For Geospatial analysis I created a clump
function that will identify patches of deforestation in a .tif file. The deforestation events are labelled as 1 the rest is background (0)
I created the following function :
import rasterio as rio
from rasterio.warp import calculate_default_transform
from scipy import ndimage as ndi
def clump(src_f, dst_f):
with rio.open(src_f) as f:
raster = f.read(1)
dst_crs = 'EPSG:4326'
transform, _, _ = calculate_default_transform(
f.crs,
dst_crs,
f.width,
f.height,
*f.bounds
)
struct = [
[1,1,1],
[1,1,1],
[1,1,1]
]
raster_labeled = ndi.label(raster, structure = struct)[0]
dtype = rio.dtypes.get_minimum_dtype(raster_labeled)
height = raster_labeled.shape[0]
width = raster_labeled.shape[1]
raster_labeled = raster_labeled.astype(dtype)
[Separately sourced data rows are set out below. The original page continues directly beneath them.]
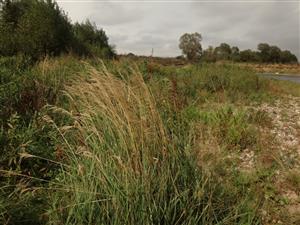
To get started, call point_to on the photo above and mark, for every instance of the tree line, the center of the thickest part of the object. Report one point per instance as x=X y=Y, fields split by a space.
x=36 y=28
x=190 y=44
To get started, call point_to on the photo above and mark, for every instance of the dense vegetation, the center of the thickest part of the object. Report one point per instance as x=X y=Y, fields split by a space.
x=39 y=28
x=84 y=143
x=91 y=141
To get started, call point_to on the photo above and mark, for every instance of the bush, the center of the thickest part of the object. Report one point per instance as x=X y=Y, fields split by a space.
x=37 y=28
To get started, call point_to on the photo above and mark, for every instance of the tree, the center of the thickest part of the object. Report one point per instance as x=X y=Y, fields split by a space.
x=248 y=56
x=34 y=27
x=235 y=54
x=223 y=52
x=208 y=55
x=287 y=57
x=191 y=46
x=91 y=41
x=264 y=52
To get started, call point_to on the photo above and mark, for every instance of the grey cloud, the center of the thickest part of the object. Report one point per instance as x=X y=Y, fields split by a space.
x=139 y=26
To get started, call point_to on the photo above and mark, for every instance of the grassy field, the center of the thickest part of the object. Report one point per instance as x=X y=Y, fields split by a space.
x=137 y=142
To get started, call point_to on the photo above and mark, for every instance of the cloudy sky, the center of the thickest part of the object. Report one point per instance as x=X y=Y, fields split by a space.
x=138 y=26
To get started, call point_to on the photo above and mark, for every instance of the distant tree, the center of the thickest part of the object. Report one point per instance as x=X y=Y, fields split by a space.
x=208 y=55
x=235 y=54
x=264 y=52
x=223 y=51
x=34 y=27
x=37 y=28
x=287 y=57
x=89 y=40
x=248 y=56
x=274 y=54
x=191 y=46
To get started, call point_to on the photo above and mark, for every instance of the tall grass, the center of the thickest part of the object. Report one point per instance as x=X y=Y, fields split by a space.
x=124 y=168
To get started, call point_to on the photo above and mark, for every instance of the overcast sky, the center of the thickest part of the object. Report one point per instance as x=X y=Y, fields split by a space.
x=139 y=26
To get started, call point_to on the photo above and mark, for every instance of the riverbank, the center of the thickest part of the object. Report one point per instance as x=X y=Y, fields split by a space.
x=91 y=142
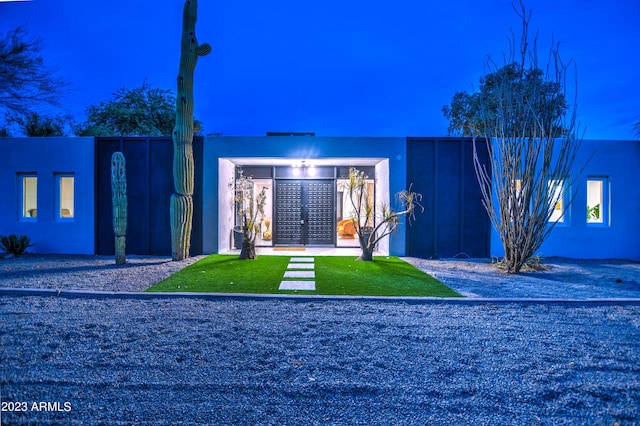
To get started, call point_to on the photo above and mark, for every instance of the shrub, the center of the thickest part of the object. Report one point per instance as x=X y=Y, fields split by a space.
x=15 y=244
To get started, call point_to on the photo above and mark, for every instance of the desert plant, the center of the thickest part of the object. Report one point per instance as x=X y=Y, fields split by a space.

with rio.open(dst_f, 'w', driver='GTiff', height=height, width=width, count=1, dtype=dtype, crs=dst_crs, transform=transform) as dst:
dst.write(raster_labeled, 1)
return
One of my end user need to use it on the total surface of Congo which is a (69940, 70935) int64 ndArray.
of course I get the following error :
MemoryError: Unable to allocate 37.0 GiB for an array with shape (69940, 70935) and data type int64
Is there a way to perform this analysis and reduce the amont of memory required ?
my search leads me to numpy.memmap but I'm not sure if it's relevant or doable.